Beyond building manufacturing facilities abroad, many Chinese companies are optimizing global resources and creating local jobs.

For example, Chinese tech company Huawei Technologies Co has set up design centers in France, contract-negotiation and software research and development centers in India, and a bid-management center in Malaysia.

Chinese companies have built differentiated advantages with global competitiveness in areas such as "China speed", supply chain resilience, cost efficiency, engineering talent and continually strengthening innovation capabilities, said Denis Depoux, global managing director of Roland Berger, a Munich-headquartered management consultancy.

These strengths are the key factors behind their success in the domestic market, he said.

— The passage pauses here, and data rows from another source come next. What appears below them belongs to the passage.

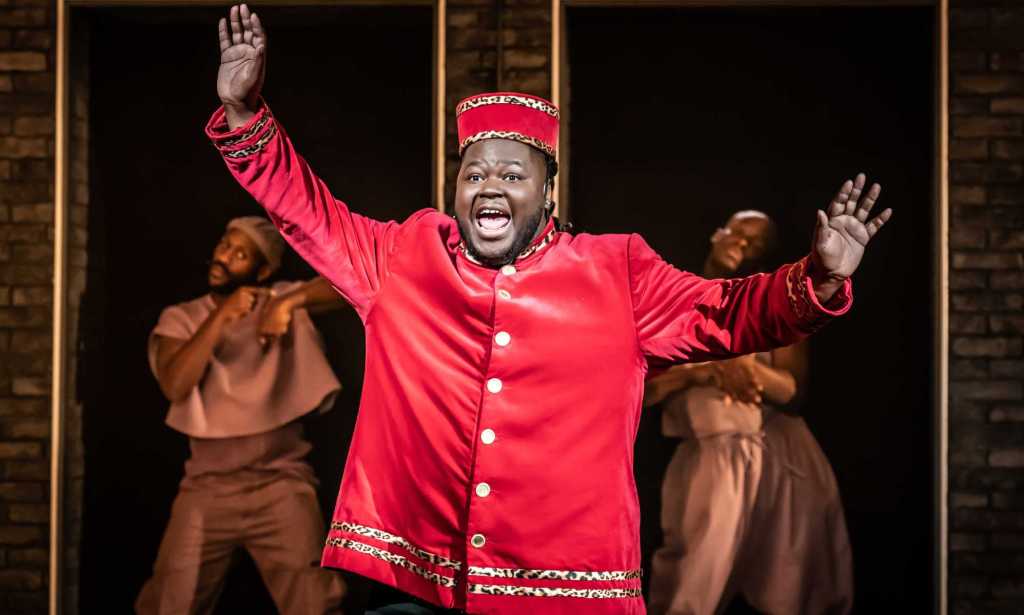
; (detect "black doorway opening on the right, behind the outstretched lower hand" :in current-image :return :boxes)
[566,8,937,613]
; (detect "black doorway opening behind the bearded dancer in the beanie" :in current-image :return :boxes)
[74,5,433,613]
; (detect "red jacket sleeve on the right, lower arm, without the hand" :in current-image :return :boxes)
[628,235,853,363]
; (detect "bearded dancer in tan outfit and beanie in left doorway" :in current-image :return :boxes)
[135,217,345,615]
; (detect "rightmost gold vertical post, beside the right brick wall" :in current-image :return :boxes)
[936,0,949,615]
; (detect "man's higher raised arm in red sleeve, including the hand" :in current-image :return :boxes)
[207,4,399,317]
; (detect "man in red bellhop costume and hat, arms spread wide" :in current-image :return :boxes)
[207,5,890,615]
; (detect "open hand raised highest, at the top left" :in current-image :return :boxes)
[217,4,266,113]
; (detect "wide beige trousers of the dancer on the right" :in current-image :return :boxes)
[648,414,853,615]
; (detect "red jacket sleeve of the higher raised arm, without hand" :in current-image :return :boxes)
[206,103,400,318]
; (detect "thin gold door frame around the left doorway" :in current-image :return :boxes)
[48,0,447,615]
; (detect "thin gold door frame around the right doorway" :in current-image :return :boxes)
[551,0,949,615]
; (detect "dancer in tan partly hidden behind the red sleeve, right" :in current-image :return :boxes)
[644,211,853,615]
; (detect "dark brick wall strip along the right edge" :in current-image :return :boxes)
[949,1,1024,613]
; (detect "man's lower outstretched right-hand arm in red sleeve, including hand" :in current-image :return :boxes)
[629,175,892,363]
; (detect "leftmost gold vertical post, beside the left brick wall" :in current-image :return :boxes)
[48,0,70,615]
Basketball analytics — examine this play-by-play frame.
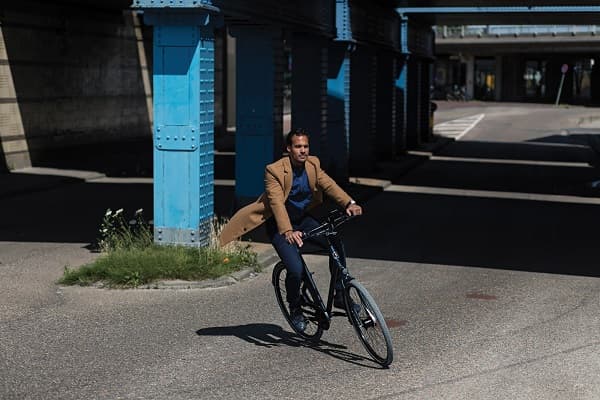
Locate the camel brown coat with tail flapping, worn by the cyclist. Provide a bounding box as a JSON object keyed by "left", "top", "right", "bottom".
{"left": 219, "top": 156, "right": 351, "bottom": 246}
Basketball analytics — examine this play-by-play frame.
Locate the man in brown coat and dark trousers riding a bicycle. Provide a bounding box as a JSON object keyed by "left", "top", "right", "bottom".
{"left": 219, "top": 129, "right": 362, "bottom": 331}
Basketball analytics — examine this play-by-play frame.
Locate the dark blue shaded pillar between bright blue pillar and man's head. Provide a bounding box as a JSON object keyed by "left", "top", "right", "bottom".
{"left": 231, "top": 25, "right": 285, "bottom": 204}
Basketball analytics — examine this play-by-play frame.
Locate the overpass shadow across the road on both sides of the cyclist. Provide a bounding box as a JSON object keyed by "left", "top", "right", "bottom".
{"left": 0, "top": 134, "right": 600, "bottom": 276}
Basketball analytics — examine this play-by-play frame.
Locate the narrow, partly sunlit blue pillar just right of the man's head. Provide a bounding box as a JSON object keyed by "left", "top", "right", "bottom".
{"left": 327, "top": 0, "right": 355, "bottom": 183}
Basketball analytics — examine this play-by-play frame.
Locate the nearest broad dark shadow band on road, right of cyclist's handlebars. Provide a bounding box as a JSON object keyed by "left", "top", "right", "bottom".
{"left": 344, "top": 192, "right": 600, "bottom": 276}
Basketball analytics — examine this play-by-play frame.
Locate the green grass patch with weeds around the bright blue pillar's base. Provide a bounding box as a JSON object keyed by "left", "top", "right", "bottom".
{"left": 59, "top": 210, "right": 259, "bottom": 288}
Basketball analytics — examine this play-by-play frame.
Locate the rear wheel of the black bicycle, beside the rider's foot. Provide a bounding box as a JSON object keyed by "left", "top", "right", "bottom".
{"left": 272, "top": 261, "right": 323, "bottom": 342}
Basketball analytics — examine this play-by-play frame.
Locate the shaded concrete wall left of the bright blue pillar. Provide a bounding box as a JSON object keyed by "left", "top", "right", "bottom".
{"left": 0, "top": 1, "right": 152, "bottom": 169}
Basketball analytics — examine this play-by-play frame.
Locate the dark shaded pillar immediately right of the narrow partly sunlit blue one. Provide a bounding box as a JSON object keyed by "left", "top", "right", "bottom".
{"left": 350, "top": 45, "right": 377, "bottom": 174}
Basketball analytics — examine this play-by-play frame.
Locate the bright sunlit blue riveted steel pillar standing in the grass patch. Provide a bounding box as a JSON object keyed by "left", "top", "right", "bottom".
{"left": 133, "top": 0, "right": 218, "bottom": 245}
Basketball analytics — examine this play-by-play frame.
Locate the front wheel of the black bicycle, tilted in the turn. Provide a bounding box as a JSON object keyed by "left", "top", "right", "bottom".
{"left": 346, "top": 281, "right": 394, "bottom": 367}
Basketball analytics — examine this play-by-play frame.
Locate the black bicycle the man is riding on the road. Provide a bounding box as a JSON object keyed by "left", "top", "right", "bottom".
{"left": 272, "top": 210, "right": 394, "bottom": 367}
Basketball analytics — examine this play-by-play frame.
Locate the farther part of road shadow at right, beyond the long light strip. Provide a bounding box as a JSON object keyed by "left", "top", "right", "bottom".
{"left": 418, "top": 139, "right": 600, "bottom": 197}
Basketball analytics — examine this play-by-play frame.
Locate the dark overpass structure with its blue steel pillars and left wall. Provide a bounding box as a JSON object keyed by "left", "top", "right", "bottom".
{"left": 0, "top": 0, "right": 600, "bottom": 244}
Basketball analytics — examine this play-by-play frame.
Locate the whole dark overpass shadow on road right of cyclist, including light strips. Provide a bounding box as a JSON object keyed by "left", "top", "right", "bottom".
{"left": 345, "top": 142, "right": 600, "bottom": 276}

Against this backdrop, Chinese companies are deepening cooperation with key overseas markets and tailoring products to local demand.

Zhu Jingcheng, CEO of Fox ESS Co, a Wenzhou, Zhejiang province-based electrical power equipment manufacturer, said that current opportunities in China–Germany economic ties are increasingly shifting toward emerging sectors, notably artificial intelligence and green industries, where both sides see significant scope to deepen cooperation.

Ranked second by market share in Germany's residential energy storage market in the first half of 2025, Zhu said his company will provide more customized products to its German clients in the years ahead as the country accelerates its push toward an energy transition.